It (HyperChem) is a high-end "molecular modeling environment" with a reputation for reliability, versatility, and
ease of use. HyperChem delivers more molecular modeling capabilities at your fingertips than any other Windows
application by "combining 3D visualization and animation with quantum chemistry computations", "molecular
mechanics, and dynamics". "HyperChem Release 8.0" is a fully functional 32-bit software for Windows XP, Vista,
and 7. As shown in Figure 4, this software includes more advanced computational chemistry capabilities than ever
before, as well as support for a wide range of third-party applications. Many computational approaches are
supported, including interaction configuration and improved metal and inorganic compound support. More
stereochemistry, floating element checkbox, vis-UV, and vibration settings are available. Analytics is more
thorough when it comes to orbital analysis. HyperChem is quick, accurate, and generally simple to use. Reviewers
suggest this application as an educational and research tool.

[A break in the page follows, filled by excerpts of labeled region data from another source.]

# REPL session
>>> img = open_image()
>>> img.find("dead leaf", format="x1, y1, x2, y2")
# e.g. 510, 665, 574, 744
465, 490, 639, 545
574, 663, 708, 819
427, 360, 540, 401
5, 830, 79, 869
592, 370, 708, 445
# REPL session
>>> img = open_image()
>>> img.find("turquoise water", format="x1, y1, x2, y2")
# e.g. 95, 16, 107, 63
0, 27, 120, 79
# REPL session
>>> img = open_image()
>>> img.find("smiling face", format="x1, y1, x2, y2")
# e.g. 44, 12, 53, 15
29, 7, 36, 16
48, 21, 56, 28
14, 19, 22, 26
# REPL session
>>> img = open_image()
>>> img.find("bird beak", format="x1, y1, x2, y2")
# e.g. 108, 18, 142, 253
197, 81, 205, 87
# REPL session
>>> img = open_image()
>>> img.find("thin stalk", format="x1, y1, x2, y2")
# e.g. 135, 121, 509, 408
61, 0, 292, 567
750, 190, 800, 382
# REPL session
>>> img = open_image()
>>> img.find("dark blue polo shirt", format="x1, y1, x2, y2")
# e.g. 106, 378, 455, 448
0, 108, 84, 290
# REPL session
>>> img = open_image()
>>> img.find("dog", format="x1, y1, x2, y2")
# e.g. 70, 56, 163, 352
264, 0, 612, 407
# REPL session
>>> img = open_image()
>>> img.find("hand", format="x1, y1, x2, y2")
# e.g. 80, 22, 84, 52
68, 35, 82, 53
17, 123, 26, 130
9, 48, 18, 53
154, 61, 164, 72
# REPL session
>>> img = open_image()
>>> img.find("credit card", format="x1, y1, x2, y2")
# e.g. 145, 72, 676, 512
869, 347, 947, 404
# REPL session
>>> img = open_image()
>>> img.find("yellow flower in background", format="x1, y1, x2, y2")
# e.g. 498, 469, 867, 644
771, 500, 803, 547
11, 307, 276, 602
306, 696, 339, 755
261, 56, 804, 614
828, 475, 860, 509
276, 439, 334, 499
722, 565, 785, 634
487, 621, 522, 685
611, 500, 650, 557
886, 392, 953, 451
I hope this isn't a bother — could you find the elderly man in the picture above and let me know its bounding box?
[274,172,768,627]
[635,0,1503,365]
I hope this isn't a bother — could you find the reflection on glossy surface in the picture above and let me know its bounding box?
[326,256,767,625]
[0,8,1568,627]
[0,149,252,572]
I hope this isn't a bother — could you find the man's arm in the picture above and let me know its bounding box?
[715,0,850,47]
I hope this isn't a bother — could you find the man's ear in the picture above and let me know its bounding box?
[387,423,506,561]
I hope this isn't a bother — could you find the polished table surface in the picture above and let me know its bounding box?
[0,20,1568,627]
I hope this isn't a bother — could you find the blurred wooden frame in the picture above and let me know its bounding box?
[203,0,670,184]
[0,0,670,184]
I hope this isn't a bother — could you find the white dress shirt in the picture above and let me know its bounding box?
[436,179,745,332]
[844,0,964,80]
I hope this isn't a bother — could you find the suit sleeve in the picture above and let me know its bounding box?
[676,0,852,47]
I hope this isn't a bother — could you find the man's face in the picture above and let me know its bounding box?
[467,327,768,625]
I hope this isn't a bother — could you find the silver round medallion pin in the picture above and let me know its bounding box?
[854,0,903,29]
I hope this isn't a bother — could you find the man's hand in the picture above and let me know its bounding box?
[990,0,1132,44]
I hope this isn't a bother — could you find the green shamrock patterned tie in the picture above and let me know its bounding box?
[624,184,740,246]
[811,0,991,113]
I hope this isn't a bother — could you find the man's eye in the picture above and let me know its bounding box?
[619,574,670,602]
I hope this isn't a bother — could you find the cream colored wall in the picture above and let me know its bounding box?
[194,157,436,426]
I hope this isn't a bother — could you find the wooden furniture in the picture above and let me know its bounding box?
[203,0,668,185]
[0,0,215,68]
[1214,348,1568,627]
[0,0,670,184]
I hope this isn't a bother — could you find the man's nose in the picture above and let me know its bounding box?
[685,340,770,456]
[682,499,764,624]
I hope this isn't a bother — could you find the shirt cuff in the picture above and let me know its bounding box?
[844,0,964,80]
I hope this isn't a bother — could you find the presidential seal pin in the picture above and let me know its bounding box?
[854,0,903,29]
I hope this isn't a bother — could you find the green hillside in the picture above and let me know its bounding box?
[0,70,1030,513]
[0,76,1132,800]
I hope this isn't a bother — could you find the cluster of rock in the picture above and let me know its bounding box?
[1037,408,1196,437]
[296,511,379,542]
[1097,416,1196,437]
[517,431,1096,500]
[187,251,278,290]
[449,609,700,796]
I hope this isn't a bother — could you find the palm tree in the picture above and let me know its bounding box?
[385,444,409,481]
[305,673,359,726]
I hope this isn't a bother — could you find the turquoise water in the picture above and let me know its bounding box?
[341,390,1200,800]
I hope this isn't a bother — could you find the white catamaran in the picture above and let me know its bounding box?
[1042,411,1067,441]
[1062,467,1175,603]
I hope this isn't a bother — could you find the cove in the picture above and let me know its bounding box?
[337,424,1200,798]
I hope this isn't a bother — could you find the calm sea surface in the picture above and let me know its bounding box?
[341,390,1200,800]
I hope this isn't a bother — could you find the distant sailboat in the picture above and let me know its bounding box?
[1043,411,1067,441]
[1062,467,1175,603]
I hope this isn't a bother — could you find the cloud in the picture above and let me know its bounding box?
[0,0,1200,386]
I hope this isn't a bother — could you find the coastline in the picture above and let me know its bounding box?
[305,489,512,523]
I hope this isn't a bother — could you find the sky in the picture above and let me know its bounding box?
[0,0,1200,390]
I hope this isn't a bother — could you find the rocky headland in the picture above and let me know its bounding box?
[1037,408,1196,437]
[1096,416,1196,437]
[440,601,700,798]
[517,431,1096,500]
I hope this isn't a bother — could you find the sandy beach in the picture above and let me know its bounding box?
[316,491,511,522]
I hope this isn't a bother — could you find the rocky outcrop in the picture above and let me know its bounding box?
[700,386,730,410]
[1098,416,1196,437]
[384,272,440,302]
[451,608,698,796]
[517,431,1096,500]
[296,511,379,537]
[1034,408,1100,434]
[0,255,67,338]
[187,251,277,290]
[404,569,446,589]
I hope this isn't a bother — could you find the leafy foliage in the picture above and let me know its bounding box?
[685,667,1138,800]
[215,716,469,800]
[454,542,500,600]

Figure 4. Screenshots of HyperChem graphical user interface[21]

Computational Software for the Drug Discovery in a Resource-Limited Environment

Drug discovery is an important and visible field in the chemical and biological sciences. Bonding/receptor
interactions and fragment modification are fundamental principles, so drug development today relies heavily on
predictive modeling and informatics. Computational tools can have an influence. Data mining and analysis
techniques can assist in better informing and speeding up the target evaluation process.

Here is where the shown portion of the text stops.